The CEOs of hugely successful companies in the U.S, like Elon Musk and Bill Gates, have something of a heroic reputation. Their achievements are so significant that it can be easy to assume they have some kind of superhuman abilities that others just can’t compete with.
The good news is that most successful CEOs got to where they are today through hard work and adaptability. However, there are some key traits that all the great CEOs share. These aren’t naturally occurring abilities, but rather skills they have worked on over their careers and used to great effect.
In this article, we’ll be highlighting some of those traits so you can start building your own super CEO mindset.
Passion for Your Vision
All great CEOs have a real, tangible passion for their view of the future of their company. They are connected to their mission, to their goals, and to the people around them who can help them achieve their goals.

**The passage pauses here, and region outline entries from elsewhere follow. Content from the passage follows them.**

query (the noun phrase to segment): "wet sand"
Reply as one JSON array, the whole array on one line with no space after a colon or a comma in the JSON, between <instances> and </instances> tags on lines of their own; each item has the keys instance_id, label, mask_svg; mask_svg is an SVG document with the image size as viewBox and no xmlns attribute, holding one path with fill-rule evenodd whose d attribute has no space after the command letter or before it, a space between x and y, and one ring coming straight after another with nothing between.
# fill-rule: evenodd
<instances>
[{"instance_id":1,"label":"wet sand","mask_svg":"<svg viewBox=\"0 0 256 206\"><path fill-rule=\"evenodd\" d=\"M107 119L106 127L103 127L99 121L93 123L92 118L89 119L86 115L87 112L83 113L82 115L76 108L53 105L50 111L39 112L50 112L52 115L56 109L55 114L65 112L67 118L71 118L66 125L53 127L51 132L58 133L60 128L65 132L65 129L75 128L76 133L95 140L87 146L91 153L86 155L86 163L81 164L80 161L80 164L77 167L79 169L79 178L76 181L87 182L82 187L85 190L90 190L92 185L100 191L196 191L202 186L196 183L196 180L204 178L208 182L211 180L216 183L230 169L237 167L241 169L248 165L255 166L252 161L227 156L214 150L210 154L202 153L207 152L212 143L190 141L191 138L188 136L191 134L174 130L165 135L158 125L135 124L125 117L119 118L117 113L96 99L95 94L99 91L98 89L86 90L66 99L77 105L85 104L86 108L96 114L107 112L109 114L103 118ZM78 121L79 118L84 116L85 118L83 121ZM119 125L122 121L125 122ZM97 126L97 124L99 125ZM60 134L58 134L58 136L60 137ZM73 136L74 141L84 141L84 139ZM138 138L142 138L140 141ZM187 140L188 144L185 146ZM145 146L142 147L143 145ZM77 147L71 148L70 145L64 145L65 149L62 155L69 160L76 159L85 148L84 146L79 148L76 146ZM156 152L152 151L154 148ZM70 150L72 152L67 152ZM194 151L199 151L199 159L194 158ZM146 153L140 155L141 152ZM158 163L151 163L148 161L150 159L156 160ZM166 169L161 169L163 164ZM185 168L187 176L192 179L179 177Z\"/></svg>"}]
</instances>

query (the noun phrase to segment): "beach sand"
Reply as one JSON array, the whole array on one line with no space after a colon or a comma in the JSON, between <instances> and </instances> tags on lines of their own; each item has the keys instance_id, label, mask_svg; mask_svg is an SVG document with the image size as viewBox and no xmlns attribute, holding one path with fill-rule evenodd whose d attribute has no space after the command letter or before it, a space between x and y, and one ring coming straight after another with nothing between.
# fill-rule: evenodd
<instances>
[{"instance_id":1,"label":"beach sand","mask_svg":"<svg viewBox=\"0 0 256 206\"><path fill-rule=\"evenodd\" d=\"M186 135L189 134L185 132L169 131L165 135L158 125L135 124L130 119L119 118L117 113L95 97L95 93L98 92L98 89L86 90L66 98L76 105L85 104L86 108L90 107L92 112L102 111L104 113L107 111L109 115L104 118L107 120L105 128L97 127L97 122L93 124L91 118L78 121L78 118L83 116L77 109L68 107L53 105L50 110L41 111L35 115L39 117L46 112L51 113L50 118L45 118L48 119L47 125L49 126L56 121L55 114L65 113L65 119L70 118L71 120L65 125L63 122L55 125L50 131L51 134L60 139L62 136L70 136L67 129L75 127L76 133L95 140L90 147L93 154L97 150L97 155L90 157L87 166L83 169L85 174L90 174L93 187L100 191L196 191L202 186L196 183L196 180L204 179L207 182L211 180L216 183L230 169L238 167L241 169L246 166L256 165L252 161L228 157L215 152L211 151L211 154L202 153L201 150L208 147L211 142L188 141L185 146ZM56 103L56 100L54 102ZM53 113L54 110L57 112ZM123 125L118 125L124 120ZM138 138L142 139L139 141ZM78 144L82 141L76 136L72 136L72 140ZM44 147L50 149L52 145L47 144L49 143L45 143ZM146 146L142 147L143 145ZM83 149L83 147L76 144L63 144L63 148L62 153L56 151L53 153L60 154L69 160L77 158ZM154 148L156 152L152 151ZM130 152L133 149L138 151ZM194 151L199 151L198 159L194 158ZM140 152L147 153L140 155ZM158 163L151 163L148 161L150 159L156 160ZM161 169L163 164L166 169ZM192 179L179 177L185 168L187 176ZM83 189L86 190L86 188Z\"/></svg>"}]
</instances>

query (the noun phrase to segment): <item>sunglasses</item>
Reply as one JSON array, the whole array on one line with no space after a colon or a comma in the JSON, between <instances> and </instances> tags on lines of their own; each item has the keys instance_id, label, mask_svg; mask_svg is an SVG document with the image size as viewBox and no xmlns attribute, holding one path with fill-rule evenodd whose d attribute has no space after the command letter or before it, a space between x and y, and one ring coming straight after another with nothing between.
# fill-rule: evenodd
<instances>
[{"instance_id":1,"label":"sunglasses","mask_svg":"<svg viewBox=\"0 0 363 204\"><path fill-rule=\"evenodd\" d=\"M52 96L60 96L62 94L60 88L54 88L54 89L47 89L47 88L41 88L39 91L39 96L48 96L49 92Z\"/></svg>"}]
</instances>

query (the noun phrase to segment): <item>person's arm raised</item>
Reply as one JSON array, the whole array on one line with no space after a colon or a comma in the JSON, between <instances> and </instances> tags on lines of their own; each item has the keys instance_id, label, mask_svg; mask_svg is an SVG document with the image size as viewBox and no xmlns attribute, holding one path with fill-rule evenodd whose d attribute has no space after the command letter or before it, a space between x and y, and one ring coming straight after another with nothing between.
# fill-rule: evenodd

A good example of this is Elon Musk. Musk is a man famous for investing everything he has in the projects he is passionate about. In an effort to get both SpaceX and Tesla up and running, the South African billionaire famously slept on the floor of his factory and worked around 120 hours a week.
That’s just 80 hours a week more than the maximum recommended for the average worker. Musk doesn’t do this because he needs less sleep than other people, it’s his passion that drives him.
A Willingness to Take Risks
Obviously, when we are talking about risk we don’t mean casual recklessness. No CEO is going to last long in the cutthroat world of Silicon Valley if they take uncalculated risks.
However, tech is a continually evolving world, and those who make it big know they are going to need to take risks on emerging technologies.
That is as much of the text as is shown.